You are viewing a plain text version of this content. The canonical link for it is here.
Posted to dev@hbase.apache.org by Cosmin Lehene <cl...@adobe.com> on 2008/09/17 14:08:29 UTC

Hbase reads an entire 64MB HDFS block over network when reading a single value?

Hi,

Does Hbase read the entire file from network (HDFS) when doing a get
operation, or it's able to read just a smaller data segment?

I got down to HStoreFile HBaseReader that does a MapFile.open, but I can't
really figure what happens next...



Thanks,
Cosmin


Re: Hbase reads an entire 64MB HDFS block over network when reading a single value?

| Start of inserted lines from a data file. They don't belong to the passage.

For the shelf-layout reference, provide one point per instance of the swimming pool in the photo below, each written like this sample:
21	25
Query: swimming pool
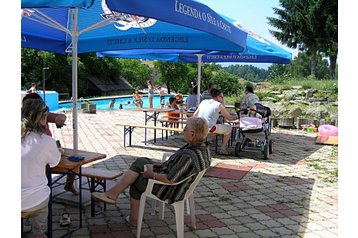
102	104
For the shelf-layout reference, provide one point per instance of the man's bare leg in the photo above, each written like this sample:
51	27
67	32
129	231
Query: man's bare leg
127	179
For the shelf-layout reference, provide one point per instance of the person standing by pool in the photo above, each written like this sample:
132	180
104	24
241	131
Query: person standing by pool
137	99
162	96
111	104
32	89
150	93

Posted by stack <st...@duboce.net>.
No.  To get some random entry from a store file, the Mapfile index is
employed seeking the location of the asked-for key over in the remote file
in the fileystem.  See the MapFile#get function up in hadoop.  DFSClient
manages the work.  There are for sure inefficencies involved when the
fetched value is bytes but the block-size in HDFS is 64MB but its not the
case that the full block is pulled client-side to extract the wanted values
(nor the pulling of the complete file).

Its a bit of a hairy ride trying to hold on once you break below the surface
of (H)DFS Client. If you are about to deep-dive and want some company, feel
free keeping the discussion going up here on this list.

Yours,
St.Ack

On Wed, Sep 17, 2008 at 5:08 AM, Cosmin Lehene <cl...@adobe.com> wrote:

> Hi,
>
> Does Hbase read the entire file from network (HDFS) when doing a get
> operation, or it's able to read just a smaller data segment?
>
> I got down to HStoreFile HBaseReader that does a MapFile.open, but I can't
> really figure what happens next...
>
>
>
> Thanks,
> Cosmin
>
>